Therapist tip: It is helpful to maintain a regular wake time and to use a 1-snooze rule for the alarm. Once the alarm goes off, snooze once at most and then get out of bed. On weekends or days when it is not required to get up at a certain time, it is best to aim for the same wake time or push it back no more than 30 minutes to an hour. A regular wake time helps reset the circadian rhythm and increases sleep drive. This should result in getting sleepy around the same time in the evening.
Lying in bed for long periods of time when not sleeping
It may seem harmless to lie in bed and relax for long periods of time. Unfortunately, this often leads to feeling sluggish for the rest of the day. It negatively impacts our sleep drive when we don’t get enough activity throughout the day. Additionally, this habit conditions our brain to associate the bed with being awake.
Therapist tip: The bed should be reserved for sleep and sexual activity only. Working, reading, or scrolling on a cellphone in bed can all lead to feelings of restlessness later on and should be avoided.
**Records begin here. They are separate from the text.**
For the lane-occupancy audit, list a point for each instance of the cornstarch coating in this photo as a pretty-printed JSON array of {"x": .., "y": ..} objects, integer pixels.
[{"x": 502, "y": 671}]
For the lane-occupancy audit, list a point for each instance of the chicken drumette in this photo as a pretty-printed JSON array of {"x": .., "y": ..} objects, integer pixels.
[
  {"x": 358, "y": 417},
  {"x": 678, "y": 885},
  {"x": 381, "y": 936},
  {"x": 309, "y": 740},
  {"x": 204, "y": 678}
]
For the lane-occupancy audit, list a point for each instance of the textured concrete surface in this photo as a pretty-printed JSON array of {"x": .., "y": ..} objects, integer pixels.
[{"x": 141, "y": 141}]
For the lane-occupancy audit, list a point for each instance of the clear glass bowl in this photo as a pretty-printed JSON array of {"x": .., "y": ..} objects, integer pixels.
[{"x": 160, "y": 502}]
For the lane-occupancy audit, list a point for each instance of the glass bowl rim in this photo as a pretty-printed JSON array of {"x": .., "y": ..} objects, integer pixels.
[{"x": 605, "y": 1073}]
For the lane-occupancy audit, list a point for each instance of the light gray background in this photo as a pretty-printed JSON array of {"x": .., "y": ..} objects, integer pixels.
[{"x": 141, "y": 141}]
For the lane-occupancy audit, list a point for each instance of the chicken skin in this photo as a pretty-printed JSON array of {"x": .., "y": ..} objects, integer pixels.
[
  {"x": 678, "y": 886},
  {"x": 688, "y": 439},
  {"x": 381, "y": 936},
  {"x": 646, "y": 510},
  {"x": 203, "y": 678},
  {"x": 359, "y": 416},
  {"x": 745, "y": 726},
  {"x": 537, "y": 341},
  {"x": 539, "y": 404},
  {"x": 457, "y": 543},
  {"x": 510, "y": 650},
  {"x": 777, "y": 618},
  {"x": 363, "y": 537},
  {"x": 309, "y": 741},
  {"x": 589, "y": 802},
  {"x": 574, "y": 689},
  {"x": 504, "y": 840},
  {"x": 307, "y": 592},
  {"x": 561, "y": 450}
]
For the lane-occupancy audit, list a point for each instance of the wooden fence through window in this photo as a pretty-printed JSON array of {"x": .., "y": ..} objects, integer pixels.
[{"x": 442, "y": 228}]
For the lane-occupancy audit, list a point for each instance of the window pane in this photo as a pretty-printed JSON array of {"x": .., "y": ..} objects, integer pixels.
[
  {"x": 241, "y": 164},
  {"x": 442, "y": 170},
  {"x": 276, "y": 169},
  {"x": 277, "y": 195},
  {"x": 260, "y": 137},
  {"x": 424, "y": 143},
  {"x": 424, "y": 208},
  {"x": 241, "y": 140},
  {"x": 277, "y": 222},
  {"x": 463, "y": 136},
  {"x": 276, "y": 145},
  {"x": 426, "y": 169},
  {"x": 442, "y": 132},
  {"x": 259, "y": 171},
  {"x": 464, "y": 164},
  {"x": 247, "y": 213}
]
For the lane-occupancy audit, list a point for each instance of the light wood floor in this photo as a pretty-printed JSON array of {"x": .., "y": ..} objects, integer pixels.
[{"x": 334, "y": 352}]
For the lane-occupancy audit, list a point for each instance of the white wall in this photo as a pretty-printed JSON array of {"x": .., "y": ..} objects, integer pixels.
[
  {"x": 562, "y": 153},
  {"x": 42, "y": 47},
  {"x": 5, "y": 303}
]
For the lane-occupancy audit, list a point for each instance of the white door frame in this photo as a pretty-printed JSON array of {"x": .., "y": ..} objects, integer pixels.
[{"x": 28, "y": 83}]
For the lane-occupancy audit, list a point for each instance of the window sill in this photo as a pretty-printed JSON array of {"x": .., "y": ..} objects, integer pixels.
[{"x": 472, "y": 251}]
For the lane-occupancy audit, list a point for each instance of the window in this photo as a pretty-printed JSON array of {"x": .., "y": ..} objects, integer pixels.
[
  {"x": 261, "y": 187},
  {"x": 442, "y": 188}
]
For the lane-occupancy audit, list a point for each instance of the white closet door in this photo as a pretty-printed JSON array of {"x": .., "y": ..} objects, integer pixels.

As an alternative, I advise clients to go to a separate, comfortable space in their home if they estimate they have been awake in bed for more than 20 minutes. The goal is to engage in a non-stimulating activity until one feels sleepy and then try to go back to bed.
Napping
An occasional nap might be just the reset that someone needs if they are feeling under the weather or sleep deprived. However, if someone frequently takes naps, this disrupts a normal routine, impacts sleep drive, and often makes it harder to fall asleep at a reasonable time.
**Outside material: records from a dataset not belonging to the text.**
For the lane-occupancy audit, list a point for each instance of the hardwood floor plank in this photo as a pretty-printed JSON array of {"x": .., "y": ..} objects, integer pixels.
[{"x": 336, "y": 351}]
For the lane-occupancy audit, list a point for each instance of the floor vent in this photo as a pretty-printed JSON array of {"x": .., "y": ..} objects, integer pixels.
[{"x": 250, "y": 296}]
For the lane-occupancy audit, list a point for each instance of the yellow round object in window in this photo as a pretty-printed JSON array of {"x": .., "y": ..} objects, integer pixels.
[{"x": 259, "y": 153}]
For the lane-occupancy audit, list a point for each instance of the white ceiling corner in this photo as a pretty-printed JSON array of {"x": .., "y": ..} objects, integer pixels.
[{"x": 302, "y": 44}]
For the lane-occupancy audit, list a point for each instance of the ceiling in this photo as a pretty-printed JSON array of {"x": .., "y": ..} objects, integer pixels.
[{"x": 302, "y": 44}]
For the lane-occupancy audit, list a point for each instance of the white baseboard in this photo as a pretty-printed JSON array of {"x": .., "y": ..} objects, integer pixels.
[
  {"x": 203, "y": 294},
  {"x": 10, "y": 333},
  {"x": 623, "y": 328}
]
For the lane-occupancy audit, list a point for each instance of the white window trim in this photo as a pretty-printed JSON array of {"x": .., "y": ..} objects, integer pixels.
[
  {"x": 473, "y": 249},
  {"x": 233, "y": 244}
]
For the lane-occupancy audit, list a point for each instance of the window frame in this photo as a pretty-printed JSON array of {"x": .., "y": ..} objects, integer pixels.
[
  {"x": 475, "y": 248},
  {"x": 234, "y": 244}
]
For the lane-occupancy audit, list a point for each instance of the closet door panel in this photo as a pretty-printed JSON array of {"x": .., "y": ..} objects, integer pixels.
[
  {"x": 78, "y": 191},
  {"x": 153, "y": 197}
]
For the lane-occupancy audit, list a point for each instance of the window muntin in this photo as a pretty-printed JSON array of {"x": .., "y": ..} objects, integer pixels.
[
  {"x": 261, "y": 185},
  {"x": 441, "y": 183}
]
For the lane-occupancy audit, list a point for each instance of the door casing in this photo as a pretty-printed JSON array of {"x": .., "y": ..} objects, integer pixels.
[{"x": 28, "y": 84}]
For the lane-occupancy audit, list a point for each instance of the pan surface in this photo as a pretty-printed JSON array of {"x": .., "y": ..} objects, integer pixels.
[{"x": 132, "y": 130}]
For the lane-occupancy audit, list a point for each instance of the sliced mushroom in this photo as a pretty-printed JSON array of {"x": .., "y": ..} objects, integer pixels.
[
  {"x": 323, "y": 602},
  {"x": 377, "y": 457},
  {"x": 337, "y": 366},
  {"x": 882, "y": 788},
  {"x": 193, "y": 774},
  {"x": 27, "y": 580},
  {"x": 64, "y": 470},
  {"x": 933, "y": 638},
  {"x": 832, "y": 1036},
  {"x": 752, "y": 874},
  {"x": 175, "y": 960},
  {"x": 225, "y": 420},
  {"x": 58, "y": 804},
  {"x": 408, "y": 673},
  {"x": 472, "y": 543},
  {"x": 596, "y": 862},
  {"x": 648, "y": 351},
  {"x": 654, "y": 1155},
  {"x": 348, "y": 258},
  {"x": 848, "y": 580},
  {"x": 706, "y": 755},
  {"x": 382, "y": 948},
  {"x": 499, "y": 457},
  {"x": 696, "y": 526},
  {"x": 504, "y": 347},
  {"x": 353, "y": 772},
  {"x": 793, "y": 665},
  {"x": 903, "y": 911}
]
Therapist tip: Unless there are special circumstances such as being ill, I advise my clients to limit napping as much as possible.
Drinking alcohol
People often drink alcohol with the false impression that it will help them sleep. While alcohol can help a person to fall asleep initially, it disrupts the normal sleep cycle and often results in more awakenings throughout the night.
Therapist tip: It is recommended to refrain from alcohol use in order to restore healthy sleep habits.
Exercising too close to bedtime
Exercise is one of the most effective coping skills for a variety of concerns. However, timing exercise is important. Exercising too close to bedtime increases body temperature, which can interfere with sleep onset (Wohlgemuth & Fins, 2019).
Therapist tip: Aim to exercise several hours before bedtime in order to get restful sleep.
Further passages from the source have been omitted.